From www.medscape.com
Nyhetsinfo
www red DiabetologNytt

Subcutaneous administration of long-acting C-peptide once a week for 52 weeks did not improve sural nerve conduction velocity or peripheral neuropathy, but it significantly improved vibration perception threshold in type 1 diabetes patients with peripheral neuropathy, when compared with placebo, according to data recently published in Diabetes Care.

Patients with type 1 diabetes who have a lack of C-peptide can develop additional microvascular complications. However, previous studies have shown that replacing C-peptide has improved peripheral nerve function in type 1 diabetes, prompting researchers to evaluate the safety and efficacy of a long-acting C-peptide in patients with type 1 diabetes with mild or moderate peripheral neuropathy.

Researchers enrolled 250 patients with type 1 diabetes and peripheral neuropathy in the study. The participants received pegylated C-peptide in weekly doses of 0.8 mg (n=71) or 2.4 mg (n=73) or placebo (n=106) for 52 weeks. They measured sural nerve conduction velocity and vibration perception threshold on the big toe at start of the study and at26 and 52 weeks, and used modified Toronto Neuropathy Score (mTCNS) to grade the peripheral neuropathy.

Plasma concentrations of C-peptide rose to 1.8 nmol/L to 2.2 nmol/L for the low-dose group and 5.6 nmol/L to 6.8 nmol/L for the high-dose group. After 52 weeks of treatment, sural nerve conduction velocity increased by 1.30 meters per second (P<.005) among the patients receiving C-peptide in the low-dose group, and by 0.64 meters per second (P<.025) in the high-dose group. However, a similar increase was also observed in the placebo group (1.19 meters per second). 

The authors note that the improvement in the placebo group could be due to extra care and attention given to the participants during the clinical trial, or due to changes in lifestyle inspired by the study. 

“Irrespective of the mechanism involved, the present and previous findings of a marked placebo response for [sural nerve conduction velocity] in clinical trials of diabetic neuropathy raises the question whether [nerve conduction velocity] is an optimal and biologically meaningful outcome variable in studies of this type,” they stated.

The mTCNS remained unchanged throughout the study. Levels of vibration perception threshold, however, lowered gradually for both the low-dose group (P<.003) and the high-dose group (P<.02) over the course of the study. The low-dose group had lowered their vibration perception threshold by an average of 31% and the high-dose group by 19%. Researchers observed very little change in vibration perception threshold in the placebo group.

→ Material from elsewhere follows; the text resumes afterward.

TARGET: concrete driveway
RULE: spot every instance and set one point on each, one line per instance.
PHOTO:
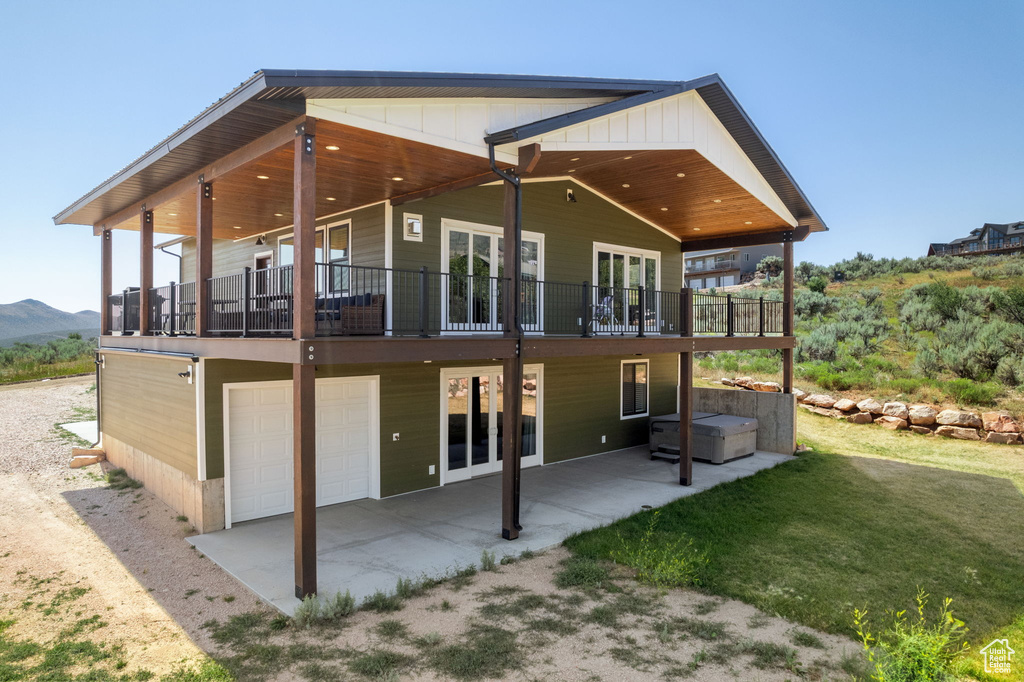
(367, 545)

“The marked [vibration perception threshold] improvement observed in the current study, although associated with nonsignificant changes in [sural nerve conduction velocity], other electrophysiological variables, or mTCNS, can be interpreted as targeted improvement in a key aspect of sensory function,” the authors noted.

“The longer duration of the current study and an improved technique of recording [vibration perception threshold] possibly contributed to the present distinctive improvement.”

Reference

  1. Wahren J, Foyt H, Daniels M, Arezzo JC. Long-Acting C-peptide and Neuropathy in Type 1 Diabetes—A 12-Month Clinical Trial. Diabetes Care. 2016;39. doi: 10.2337/dc15-2068.